Someone on another thread mentioned peanut butter on sale for $2.89 I think. I just happened to look at peanut butter in the ad, on sale for $4.99!
We shop at
Walmart. Like I said in the other thread with the peanut butter, the grocery store has pasta on sale for 10 for $10 and people always talk about stocking up when they have $0.50 or $0.75 coupons on pasta. I don't see coupons like that. We get no coupons in the mail, it's not worth spending $2.00 for a paper because the coupons we could use would be no more than $1.00, and the coupon sites all have the same stuff over and over and over again. We tried the coupon thing. I spent hours and hours and hours looking for coupons. We used them grocery shopping. The following week, I punched out on the clock at 3:05 instead of 3:00. Made that 5 minutes of overtime probably 3 times what I spent hours and hours on coupons.
Here's a catch, we spend $250/week and we grow our own beef. Actually it's my father-in-laws, so we don't pay anything for beef. Granted we don't eat a lot of steaks and roasts (don't get many roasts and the steaks pile up, think I have 30 or so t-bones in the freezer) but do eat a lot of ground beef with spaghetti, hamburgers on the grill, and such.

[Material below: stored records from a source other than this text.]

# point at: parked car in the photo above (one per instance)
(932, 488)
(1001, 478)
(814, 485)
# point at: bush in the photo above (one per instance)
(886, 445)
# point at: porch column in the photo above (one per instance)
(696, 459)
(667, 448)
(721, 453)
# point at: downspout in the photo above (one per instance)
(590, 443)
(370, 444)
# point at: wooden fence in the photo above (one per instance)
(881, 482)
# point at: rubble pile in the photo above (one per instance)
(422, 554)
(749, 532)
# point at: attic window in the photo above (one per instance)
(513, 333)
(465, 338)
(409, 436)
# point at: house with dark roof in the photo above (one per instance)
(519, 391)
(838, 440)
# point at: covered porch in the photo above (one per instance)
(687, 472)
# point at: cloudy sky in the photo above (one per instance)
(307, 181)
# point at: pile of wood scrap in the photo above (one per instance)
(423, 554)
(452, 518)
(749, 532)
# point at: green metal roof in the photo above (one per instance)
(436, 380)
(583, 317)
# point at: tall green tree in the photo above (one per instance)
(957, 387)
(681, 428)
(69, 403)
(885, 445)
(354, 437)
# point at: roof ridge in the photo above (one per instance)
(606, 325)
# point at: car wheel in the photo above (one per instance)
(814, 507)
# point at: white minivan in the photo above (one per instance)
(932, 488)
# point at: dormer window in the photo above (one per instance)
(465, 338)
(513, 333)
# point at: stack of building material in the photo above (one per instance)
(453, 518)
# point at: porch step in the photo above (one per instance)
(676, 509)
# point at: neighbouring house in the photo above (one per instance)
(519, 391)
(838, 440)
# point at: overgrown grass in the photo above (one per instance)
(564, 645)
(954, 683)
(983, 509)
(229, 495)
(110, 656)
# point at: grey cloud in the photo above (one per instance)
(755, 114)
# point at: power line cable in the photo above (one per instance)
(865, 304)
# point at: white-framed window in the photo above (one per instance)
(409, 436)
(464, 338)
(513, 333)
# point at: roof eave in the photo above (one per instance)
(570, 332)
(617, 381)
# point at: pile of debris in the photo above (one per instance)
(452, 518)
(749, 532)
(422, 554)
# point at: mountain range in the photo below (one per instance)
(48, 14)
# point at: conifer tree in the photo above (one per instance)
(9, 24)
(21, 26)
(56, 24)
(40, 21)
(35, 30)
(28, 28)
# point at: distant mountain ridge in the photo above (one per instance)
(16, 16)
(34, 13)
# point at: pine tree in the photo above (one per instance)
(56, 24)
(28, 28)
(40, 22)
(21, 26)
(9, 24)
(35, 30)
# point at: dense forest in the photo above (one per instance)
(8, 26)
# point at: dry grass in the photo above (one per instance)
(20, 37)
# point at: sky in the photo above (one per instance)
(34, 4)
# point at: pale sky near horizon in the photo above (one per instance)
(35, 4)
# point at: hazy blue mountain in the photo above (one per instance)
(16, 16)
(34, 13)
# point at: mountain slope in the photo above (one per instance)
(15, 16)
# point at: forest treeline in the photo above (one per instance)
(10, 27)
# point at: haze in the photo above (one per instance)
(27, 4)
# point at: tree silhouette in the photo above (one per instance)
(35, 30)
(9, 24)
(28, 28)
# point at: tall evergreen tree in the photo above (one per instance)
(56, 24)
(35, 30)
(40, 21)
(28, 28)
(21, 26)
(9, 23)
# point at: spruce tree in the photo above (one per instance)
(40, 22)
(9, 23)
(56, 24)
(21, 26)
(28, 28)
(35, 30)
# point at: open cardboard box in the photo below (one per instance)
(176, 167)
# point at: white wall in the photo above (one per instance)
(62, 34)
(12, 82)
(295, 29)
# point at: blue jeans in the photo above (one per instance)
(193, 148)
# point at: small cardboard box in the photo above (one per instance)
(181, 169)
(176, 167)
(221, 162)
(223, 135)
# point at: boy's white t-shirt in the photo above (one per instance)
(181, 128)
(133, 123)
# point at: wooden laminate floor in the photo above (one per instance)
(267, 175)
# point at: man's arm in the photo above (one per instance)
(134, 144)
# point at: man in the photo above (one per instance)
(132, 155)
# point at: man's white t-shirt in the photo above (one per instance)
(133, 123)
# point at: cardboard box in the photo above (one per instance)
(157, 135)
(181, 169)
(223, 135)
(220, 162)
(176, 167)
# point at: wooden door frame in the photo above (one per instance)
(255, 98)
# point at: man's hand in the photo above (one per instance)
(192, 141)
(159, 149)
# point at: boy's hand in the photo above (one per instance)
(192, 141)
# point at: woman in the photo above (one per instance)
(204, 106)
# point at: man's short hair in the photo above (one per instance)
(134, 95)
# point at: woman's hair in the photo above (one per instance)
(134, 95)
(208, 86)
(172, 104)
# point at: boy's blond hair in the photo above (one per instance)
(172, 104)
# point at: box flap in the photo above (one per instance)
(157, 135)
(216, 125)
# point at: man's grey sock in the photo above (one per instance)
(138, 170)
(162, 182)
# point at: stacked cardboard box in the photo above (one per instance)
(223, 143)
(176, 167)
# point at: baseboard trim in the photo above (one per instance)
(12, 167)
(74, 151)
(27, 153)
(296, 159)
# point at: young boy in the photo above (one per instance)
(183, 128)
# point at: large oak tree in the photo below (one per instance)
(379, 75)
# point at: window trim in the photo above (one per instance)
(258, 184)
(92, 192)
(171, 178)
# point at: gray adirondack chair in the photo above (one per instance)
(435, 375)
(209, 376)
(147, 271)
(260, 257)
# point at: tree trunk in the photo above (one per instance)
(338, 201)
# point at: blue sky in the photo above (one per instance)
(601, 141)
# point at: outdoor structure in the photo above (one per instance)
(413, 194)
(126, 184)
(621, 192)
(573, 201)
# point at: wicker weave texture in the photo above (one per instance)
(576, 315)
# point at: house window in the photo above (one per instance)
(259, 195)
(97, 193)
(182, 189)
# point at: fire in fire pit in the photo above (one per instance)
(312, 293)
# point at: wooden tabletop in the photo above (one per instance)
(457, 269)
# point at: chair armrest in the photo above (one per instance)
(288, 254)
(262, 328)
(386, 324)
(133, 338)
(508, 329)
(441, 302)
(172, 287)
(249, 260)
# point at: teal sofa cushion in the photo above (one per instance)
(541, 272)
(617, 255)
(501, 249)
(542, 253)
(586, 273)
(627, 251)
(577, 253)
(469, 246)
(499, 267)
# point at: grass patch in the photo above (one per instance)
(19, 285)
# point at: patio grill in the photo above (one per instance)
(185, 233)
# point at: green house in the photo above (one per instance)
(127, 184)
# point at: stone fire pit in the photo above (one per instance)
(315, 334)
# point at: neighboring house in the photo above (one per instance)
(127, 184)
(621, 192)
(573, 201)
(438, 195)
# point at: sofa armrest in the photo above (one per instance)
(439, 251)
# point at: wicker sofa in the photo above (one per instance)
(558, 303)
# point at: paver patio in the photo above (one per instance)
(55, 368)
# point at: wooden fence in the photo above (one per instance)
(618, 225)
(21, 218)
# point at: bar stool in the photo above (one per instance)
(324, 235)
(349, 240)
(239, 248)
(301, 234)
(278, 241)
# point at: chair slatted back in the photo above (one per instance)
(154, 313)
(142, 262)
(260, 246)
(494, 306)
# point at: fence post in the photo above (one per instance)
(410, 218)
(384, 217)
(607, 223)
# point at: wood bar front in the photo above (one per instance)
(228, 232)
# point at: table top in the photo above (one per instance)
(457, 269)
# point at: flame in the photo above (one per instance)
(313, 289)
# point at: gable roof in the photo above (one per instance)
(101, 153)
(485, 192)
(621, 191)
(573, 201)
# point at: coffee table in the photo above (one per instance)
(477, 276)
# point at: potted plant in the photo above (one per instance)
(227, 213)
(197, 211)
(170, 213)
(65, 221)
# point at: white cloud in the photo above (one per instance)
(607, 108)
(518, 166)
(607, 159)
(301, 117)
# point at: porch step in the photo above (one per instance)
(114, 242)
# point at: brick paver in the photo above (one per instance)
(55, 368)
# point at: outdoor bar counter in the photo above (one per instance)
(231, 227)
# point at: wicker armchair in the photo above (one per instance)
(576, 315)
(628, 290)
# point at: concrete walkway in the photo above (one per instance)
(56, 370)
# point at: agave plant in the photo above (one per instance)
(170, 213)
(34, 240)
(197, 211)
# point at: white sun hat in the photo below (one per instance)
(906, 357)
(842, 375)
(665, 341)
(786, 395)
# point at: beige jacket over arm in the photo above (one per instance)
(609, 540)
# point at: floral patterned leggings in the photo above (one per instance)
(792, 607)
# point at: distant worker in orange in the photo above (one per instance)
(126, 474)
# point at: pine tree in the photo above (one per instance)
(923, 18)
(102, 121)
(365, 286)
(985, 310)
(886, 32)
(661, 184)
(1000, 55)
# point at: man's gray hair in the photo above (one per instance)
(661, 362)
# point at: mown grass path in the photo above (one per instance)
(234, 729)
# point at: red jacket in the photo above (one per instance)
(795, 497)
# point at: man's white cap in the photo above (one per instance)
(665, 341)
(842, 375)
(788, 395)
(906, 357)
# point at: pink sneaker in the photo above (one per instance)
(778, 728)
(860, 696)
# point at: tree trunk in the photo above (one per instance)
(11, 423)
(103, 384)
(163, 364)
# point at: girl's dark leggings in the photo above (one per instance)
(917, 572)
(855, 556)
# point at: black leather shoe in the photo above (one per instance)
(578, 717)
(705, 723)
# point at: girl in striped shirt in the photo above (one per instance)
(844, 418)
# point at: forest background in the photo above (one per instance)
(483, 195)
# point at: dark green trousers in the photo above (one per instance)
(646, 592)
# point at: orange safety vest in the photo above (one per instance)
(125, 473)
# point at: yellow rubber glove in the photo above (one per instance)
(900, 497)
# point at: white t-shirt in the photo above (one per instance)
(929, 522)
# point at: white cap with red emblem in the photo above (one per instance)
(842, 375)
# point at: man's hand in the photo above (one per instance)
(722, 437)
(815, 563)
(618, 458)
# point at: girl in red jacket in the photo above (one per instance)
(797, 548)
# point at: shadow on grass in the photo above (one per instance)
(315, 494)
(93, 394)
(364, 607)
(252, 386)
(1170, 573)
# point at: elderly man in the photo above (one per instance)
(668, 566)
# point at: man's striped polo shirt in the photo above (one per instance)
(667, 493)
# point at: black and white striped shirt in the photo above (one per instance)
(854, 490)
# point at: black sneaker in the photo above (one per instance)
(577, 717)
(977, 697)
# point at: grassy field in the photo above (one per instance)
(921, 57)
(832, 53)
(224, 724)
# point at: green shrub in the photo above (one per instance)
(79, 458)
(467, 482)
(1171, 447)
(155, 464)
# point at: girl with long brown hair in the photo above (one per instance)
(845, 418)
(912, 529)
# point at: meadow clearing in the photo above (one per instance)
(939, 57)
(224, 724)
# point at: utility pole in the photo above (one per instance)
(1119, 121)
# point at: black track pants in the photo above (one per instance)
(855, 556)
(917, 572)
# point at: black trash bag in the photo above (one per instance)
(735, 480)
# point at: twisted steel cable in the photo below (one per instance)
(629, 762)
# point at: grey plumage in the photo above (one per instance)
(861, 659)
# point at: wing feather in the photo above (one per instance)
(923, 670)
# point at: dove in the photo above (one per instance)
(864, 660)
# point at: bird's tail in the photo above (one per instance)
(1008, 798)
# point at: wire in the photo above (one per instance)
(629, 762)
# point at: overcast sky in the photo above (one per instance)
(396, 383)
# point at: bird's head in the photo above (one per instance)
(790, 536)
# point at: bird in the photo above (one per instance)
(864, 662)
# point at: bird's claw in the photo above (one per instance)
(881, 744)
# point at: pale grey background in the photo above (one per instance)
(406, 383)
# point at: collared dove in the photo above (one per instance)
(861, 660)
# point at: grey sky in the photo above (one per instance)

We probably eat chicken twice a week. We don't buy the $4.99/lb. chicken breast (same as the $1.89 and $1.99 others mentioned or we would eat that.) We get the no hormone and no anti-bacterial additive chicken (not actually organic.) I think it is $5.99/lb at Walmart. It is so much tender and tastier than that rubbery stuff they sell for $4.99. If we could get the rubber chicken for $1.99, then we might change for the budget and get that.
Tried coupons on cereal. Always on sale 4 for $10. Sounds great! Add the coupon which what we always get isn't $0.50 to double but $1 off 2. That means can't double on the up to $0.99 rule at the store. The kicker is the cereal boxes on sale are the 10 oz boxes, with coupons would be 40 oz for $8. The 24 oz boxes are $4.39. I can get 48 oz of cereal for $8.78. That makes the "on sale with coupon" cereal costing $0.20 per ounce and the regular price cereal $0.18 per ounce. A no brainer there, the coupons get shredded up for the compost pile.
I have 2 grocery stores where I would shop at. I have compared the sale ads when we were trying to use coupons and the sale prices were always still about a $1 more than Walmart's regular price. Not only that, but many of the stuff we buy, we buy the generic brand, which is always cheaper than the name brand stuff with a coupon.
I see someone mentioned their budget is $80 per week and that includes diapers and formula? I can't see how this is remotely possible. I remember diapers costing us $30/week and formula about $40/week. That would leave $10 per week to eat on and all toiletries? Come on!